A device of particular interest is the "Y-coupler", which is a "y"-shaped device that couples signals together or divides them apart. "Y"-shaped devices have been made in a wet process by exposing a liquid photoactive layer to ultraviolet radiation through a mask. Then a solvent is used to remove the unpolymerized portions of the layer. See, for instance, U.S. Pat. No. 4,609,252. The waveguide of this device, like those mentioned above, isn't protected from the environment or readily coupled to an optical fiber. Further, being a wet process, it has the tendency of being messy and the problem of disposing of the spent solvent.
Another "Y"-shaped coupler device is disclosed in U.S. Pat. No. 4,666,236. It further discloses a device with one input branch and three output branches. These devices are also made by a wet process exposing a liquid photopolymer film to light to create a waveguide. The unexposed liquid film is dried and becomes part of the device. The film is further coated with a layer, such as an acrylic resin, to prevent deposition of dust and staining. Again, this process is wet and, thus, inherently messy.
A further disadvantage of prior art couplers is that power and light intensity is lost when light passes through them, particularly through devices with abrupt-bends with large branching angles due to scattering of light at the intersection of the branches. Tsutsumi et al., (J. Lightwave Technol., LT-6, pages 590-600, 1988) have shown that the transmitted power of a Y-coupler will deteriorate rapidly as the branching angle increases above one degree.
U.S. Pat. No. 3,809,686 shows waveguides created in a single photopolymer film by focusing a beam of light within the film and moving the film. It shows multiple waveguides in a single film.
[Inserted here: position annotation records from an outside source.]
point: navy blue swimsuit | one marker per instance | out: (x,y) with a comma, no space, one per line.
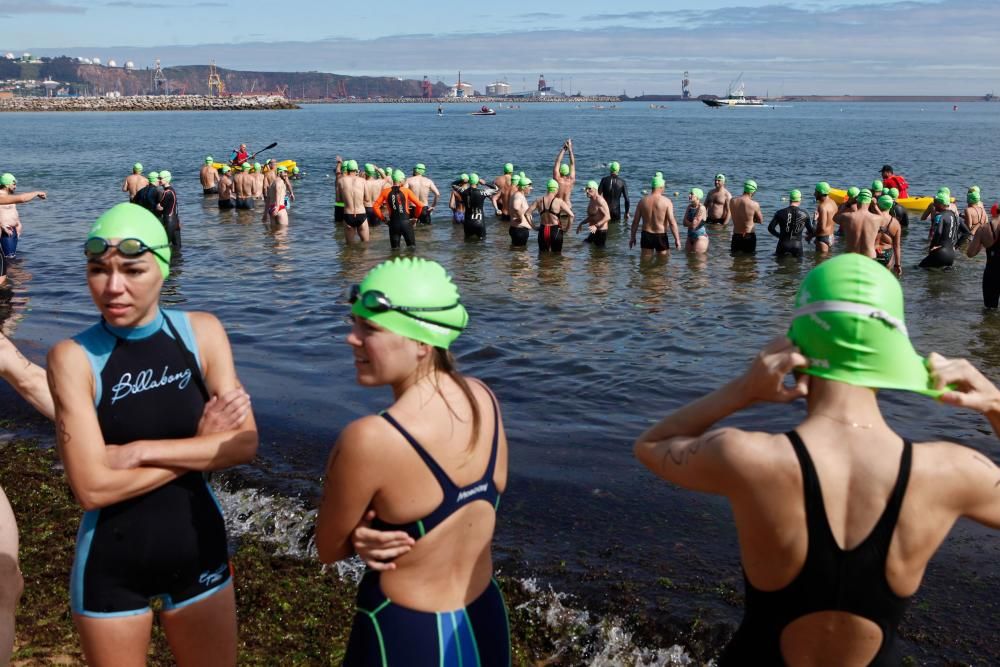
(169,543)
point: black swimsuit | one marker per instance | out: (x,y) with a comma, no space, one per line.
(831,579)
(168,543)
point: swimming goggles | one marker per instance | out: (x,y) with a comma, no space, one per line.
(96,246)
(378,302)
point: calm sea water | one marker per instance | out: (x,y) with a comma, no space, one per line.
(584,349)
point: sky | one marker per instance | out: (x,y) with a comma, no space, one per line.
(911,47)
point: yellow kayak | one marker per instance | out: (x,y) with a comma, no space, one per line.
(287,164)
(911,204)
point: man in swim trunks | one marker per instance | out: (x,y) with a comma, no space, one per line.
(244,187)
(373,187)
(422,187)
(745,213)
(551,213)
(166,210)
(351,191)
(400,201)
(134,182)
(787,225)
(891,180)
(694,220)
(821,232)
(565,174)
(859,226)
(505,190)
(654,212)
(717,202)
(257,181)
(598,217)
(888,248)
(227,189)
(612,187)
(275,209)
(520,214)
(455,199)
(209,177)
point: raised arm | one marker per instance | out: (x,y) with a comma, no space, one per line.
(78,436)
(208,450)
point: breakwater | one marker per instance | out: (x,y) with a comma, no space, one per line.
(148,103)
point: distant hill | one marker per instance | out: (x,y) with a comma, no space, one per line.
(193,80)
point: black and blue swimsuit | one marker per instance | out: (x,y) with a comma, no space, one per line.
(391,635)
(169,543)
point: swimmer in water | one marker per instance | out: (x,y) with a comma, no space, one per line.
(717,202)
(694,221)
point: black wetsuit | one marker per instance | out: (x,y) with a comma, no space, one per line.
(787,225)
(399,219)
(946,231)
(613,188)
(168,216)
(991,273)
(474,199)
(831,579)
(168,543)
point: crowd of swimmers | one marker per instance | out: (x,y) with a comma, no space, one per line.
(836,519)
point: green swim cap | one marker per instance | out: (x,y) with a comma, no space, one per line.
(849,324)
(130,221)
(414,282)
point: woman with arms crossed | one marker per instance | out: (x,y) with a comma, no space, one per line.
(433,465)
(837,519)
(137,400)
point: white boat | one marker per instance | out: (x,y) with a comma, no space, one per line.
(736,97)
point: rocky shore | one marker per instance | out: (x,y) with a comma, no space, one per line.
(148,103)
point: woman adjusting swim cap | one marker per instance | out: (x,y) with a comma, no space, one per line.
(414,298)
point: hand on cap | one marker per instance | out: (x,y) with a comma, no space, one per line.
(968,388)
(377,548)
(765,379)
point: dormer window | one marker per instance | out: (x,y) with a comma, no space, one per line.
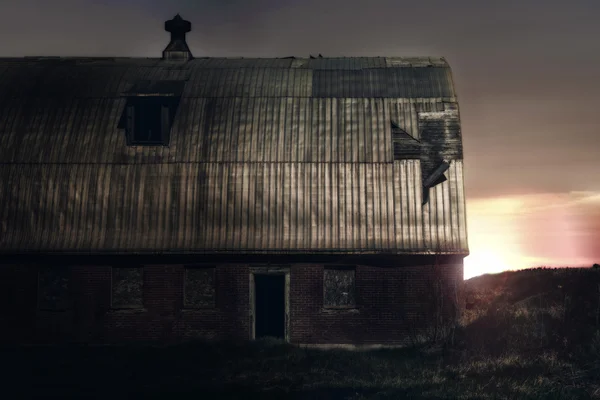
(150,111)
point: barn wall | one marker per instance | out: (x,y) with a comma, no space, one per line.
(391,305)
(388,300)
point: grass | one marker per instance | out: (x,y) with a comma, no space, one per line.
(532,335)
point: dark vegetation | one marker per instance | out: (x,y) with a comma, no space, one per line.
(531,334)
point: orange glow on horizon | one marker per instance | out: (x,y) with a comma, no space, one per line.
(527,231)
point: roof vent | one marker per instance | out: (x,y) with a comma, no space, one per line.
(177,49)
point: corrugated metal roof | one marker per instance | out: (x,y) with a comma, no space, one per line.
(230,206)
(265,155)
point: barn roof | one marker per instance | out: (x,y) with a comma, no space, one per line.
(265,155)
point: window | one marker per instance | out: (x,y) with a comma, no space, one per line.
(150,111)
(127,288)
(53,289)
(199,287)
(405,145)
(148,122)
(339,287)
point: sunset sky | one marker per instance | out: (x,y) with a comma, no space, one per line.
(527,75)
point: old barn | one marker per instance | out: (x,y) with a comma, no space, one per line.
(181,197)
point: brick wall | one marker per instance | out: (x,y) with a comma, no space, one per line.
(389,299)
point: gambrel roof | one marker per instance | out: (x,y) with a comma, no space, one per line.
(286,154)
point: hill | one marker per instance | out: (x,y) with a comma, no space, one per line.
(525,335)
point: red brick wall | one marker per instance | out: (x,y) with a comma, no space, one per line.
(388,300)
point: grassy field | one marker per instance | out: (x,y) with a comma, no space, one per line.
(530,334)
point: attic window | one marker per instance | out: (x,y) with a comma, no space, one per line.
(150,111)
(405,145)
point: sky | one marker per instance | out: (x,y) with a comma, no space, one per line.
(526,72)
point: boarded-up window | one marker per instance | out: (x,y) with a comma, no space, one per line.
(199,287)
(339,288)
(53,289)
(127,287)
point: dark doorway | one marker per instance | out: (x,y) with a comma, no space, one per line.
(270,305)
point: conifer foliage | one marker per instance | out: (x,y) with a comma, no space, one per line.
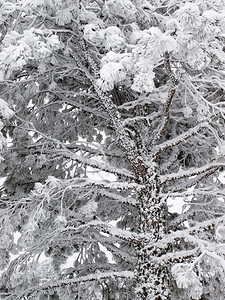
(111,112)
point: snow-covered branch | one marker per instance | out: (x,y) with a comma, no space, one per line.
(180,138)
(191,172)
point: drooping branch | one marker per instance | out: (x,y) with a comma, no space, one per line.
(73,281)
(180,138)
(171,93)
(191,172)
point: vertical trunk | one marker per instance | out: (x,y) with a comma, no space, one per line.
(152,279)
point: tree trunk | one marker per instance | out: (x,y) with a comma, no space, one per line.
(152,278)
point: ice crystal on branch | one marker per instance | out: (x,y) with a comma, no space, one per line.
(112,150)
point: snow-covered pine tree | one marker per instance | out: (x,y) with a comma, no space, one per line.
(111,111)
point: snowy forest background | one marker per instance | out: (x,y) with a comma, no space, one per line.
(111,111)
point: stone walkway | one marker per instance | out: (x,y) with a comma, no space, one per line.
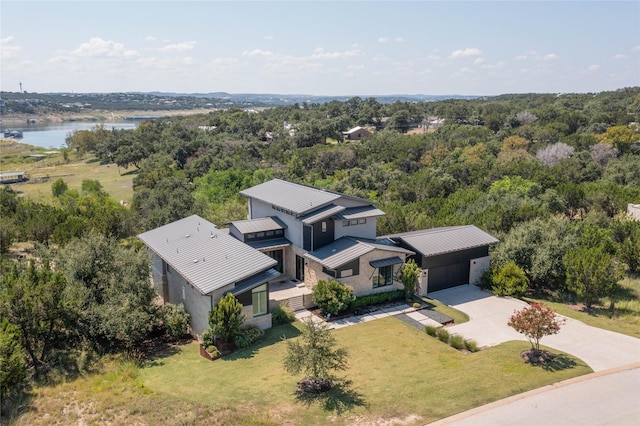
(417,318)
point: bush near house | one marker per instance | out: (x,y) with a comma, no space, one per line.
(332,297)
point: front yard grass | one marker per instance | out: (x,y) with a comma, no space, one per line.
(624,320)
(395,372)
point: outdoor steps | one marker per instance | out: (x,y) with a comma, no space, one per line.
(296,303)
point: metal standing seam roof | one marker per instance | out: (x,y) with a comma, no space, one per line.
(207,257)
(258,225)
(346,249)
(322,213)
(297,198)
(437,241)
(359,213)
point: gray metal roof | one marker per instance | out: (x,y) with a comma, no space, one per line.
(294,197)
(346,249)
(388,261)
(359,213)
(321,213)
(258,225)
(270,244)
(205,256)
(431,242)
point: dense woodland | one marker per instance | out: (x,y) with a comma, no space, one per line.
(549,175)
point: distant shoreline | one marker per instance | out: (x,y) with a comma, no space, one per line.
(9,120)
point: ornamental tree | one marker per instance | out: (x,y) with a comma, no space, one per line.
(535,321)
(315,354)
(409,277)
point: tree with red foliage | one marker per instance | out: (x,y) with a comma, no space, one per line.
(535,321)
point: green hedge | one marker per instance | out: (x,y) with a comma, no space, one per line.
(373,299)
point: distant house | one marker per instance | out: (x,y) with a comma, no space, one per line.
(295,236)
(634,211)
(356,134)
(12,177)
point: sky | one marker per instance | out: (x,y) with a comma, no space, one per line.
(332,48)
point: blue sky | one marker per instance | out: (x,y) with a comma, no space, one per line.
(355,48)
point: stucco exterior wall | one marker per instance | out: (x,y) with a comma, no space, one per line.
(477,268)
(363,282)
(198,306)
(263,322)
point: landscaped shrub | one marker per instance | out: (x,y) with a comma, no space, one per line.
(248,336)
(509,280)
(175,320)
(332,297)
(208,338)
(376,298)
(443,335)
(471,345)
(282,315)
(456,341)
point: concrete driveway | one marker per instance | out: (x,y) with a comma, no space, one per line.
(489,314)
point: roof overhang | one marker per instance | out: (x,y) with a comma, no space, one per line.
(255,281)
(380,263)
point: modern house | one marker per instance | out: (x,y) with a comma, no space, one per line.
(448,256)
(295,236)
(634,211)
(356,134)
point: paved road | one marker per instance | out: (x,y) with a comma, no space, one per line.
(596,399)
(600,349)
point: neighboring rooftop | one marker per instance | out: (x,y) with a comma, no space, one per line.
(207,257)
(296,198)
(431,242)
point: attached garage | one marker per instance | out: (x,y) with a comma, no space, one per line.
(449,256)
(448,276)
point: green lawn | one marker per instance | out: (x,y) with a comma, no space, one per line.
(626,317)
(117,182)
(395,372)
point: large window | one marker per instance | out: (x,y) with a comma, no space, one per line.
(383,276)
(259,300)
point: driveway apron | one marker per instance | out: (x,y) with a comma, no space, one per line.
(487,325)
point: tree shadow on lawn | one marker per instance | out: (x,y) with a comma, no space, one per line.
(272,336)
(339,399)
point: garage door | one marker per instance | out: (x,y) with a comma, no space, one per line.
(448,276)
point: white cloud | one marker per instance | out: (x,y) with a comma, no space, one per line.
(258,52)
(320,53)
(97,47)
(462,53)
(187,45)
(7,49)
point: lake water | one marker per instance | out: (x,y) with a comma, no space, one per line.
(53,135)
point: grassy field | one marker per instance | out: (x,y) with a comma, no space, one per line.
(42,173)
(396,374)
(626,317)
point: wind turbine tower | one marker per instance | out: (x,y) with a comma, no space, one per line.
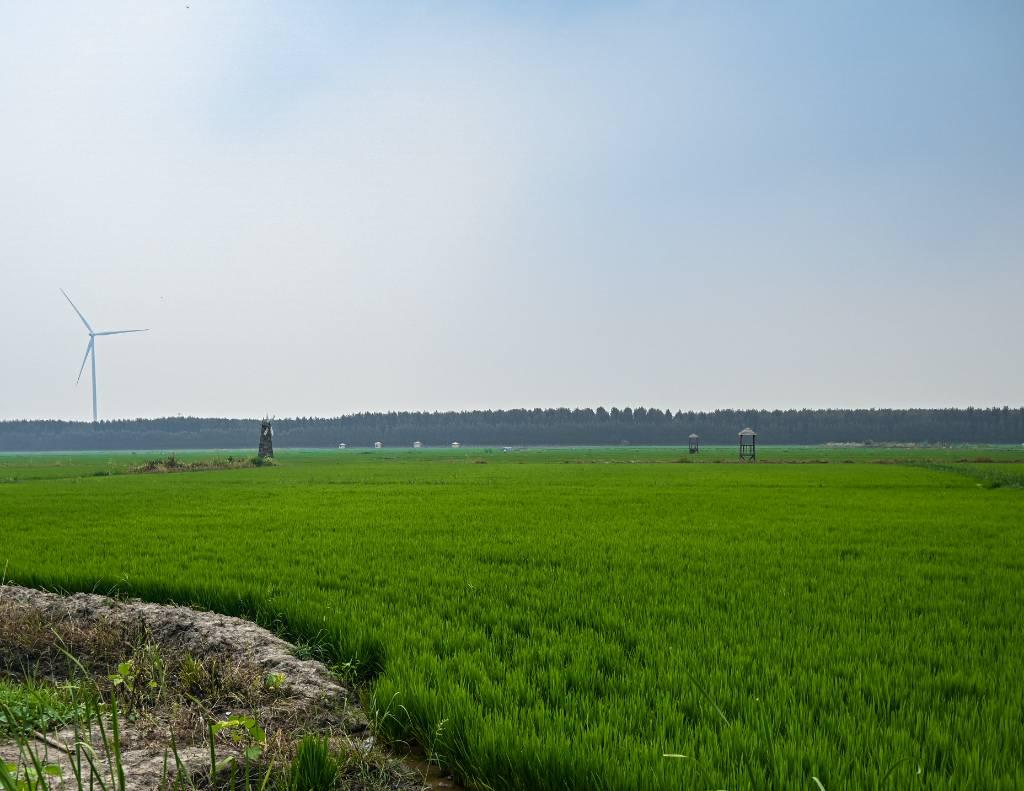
(90,350)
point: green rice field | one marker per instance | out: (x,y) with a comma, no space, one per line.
(624,618)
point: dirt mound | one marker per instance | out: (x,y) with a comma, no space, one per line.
(307,683)
(250,672)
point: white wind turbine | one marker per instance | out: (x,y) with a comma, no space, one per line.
(91,349)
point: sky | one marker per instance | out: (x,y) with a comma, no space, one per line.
(326,208)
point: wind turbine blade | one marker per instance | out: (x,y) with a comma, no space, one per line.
(88,348)
(77,310)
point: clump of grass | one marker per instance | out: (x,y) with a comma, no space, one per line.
(34,705)
(313,767)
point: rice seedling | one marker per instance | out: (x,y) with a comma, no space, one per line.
(535,624)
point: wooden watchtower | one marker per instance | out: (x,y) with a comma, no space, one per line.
(748,445)
(265,439)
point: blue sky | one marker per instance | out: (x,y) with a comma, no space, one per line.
(467,205)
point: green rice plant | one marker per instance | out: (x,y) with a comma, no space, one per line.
(314,767)
(532,624)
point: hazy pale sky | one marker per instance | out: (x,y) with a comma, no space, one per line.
(322,208)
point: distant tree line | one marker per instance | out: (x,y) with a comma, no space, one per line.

In one embodiment, the waveguides exhibit evanescent coupling of light between the waveguides. It further teaches the creation and use of holographic diffraction gratings as light couplers. However, it is difficult to focus light within a film to form a homogenous waveguide with clear and distinct boundaries.
An object of this invention is to provide an improved method of forming conductors of light for interconnecting optical components and modules. These light conductors may be formed with a plurality of branches and terminals.
A further object of this invention is to provide improved optical waveguide devices, elements for making the devices and methods of making the devices and elements.
Another object of this invention is to provide an optical waveguide device including at least one high diffraction efficiency volume phase grating.
Another object of this invention is to provide a low power and light intensity loss splitter and reverse splitter.